Первая проблема в поддержании социального равновесия состоит в том, чтобы заставить людей делать то, что требуется или ожидается от них. Если этот путь не приводит к цели, возникает проблема применения других способов упорядочения. Лучшие классификации и определения способов социального контроля были даны Максом Вебером, и я мало что могу добавить к тому, что он и немногие другие писатели после него сказали так хорошо.

Один момент несколько затрудняет меня: каким образом возможно — при условии существования социального равновесия со всей социализацией и контролем,— чтобы кто-нибудь выбился из ряда? Этого я не могу объяснить достаточно хорошо в терминах моей Систематической и Общей Теории социальной системы. Есть и другой пункт, который не так ясен, как я хотел бы: как следует объяснить социальное изменение, т.е. историю? Относительно этих двух проблем я рекомендую всякий раз, как только вы столкнетесь с ними, предпринимать эмпирические исследования» (конец перевода).

Пожалуй, этого достаточно. Конечно, мы могли бы перевести полнее, но «полное» отнюдь не означает с необходимостью «более адекватное», и я предлагаю читателю просмотреть «Социальную систему» и найти больше. Между тем у нас три задачи: во-первых, дать характеристику логического стиля мышления, представленного высокой теорией; во-вторых, выяснить некоторое общераспространенное заблуждение на этом конкретном примере; в-третьих, показать, как большинство социологов теперь ставит и решает парсоновскую проблему порядка. Моя цель во всем этом — помочь приверженцам высокой теории спуститься с их бесплодных высот.

Серьезные различия возникают не между теми, кто наблюдает, не пользуясь мышлением, и теми, кто мыслит, не наблюдая: различия скорее касаются того, каковы типы мышления, типы наблюдения и типы связей между ними.

Главное основание высокой теории составляет исходный выбор настолько общего уровня мышления, что его представители не могут логически спуститься к наблюдениям. Они никогда не спускаются в рамках высокой теории с уровня обобщений высокого порядка к проблемам в их историческом и структурном контекстах. Это отсутствие ясного ощущения подлинных проблем в свою очередь объясняет отсутствие реальности, столь заметное на страницах их книг. Их общая характерная черта — кажущаяся произвольной — ... разработка различий, которые не расширяют нашего понимания и не делают наш опыт более понятным. Это в свою очередь проявляется как частично организованное отречение от усилия ясно описать и объяснить человеческое поведение и общество в целом.
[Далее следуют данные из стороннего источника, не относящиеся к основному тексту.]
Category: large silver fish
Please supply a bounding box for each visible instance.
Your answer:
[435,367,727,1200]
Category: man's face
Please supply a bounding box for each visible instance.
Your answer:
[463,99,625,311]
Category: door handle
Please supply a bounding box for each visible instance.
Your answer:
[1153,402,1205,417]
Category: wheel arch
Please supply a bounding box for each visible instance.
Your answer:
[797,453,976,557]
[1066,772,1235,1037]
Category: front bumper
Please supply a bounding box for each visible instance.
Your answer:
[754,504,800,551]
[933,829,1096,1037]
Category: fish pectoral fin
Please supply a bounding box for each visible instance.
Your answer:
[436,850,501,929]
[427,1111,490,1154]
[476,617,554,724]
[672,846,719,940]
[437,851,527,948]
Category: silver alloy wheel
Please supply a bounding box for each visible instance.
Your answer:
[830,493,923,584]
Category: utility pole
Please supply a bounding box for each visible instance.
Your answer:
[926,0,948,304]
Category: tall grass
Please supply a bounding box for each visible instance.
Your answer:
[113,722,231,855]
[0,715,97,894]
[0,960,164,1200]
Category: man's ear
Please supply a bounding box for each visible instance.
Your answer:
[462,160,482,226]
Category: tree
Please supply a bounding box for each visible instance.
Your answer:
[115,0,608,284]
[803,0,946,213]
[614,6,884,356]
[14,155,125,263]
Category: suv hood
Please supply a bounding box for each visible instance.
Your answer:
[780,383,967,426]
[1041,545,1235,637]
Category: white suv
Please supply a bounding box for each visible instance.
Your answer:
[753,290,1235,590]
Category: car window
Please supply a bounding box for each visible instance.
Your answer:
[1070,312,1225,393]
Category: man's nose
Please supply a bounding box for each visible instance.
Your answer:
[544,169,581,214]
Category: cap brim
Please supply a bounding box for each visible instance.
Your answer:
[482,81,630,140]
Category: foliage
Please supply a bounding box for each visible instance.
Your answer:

Когда мы рассматриваем, что означает какое-либо слово, мы имеем дело с его семантическими аспектами; когда мы рассматриваем его в отношении к другим словам, мы имеем дело с его синтаксическими чертами5. Я ввожу упрощающие термины, поскольку они дают экономичный и точный способ отметить следующее обстоятельство: высокая теория, опьяненная синтаксисом, слепа к семантике. Ее приверженцы действительно не понимают, что когда мы определяем слово, мы просто предлагаем другим пользоваться этим словом так, как мы хотели бы, что цель определения — сконцентрировать рассуждение на факте и что надлежащий результат хорошего определения в том и состоит, чтобы превратить рассуждения о терминах в разногласия относительно факта и тем самым подвергнуть рассуждения дальнейшему исследованию.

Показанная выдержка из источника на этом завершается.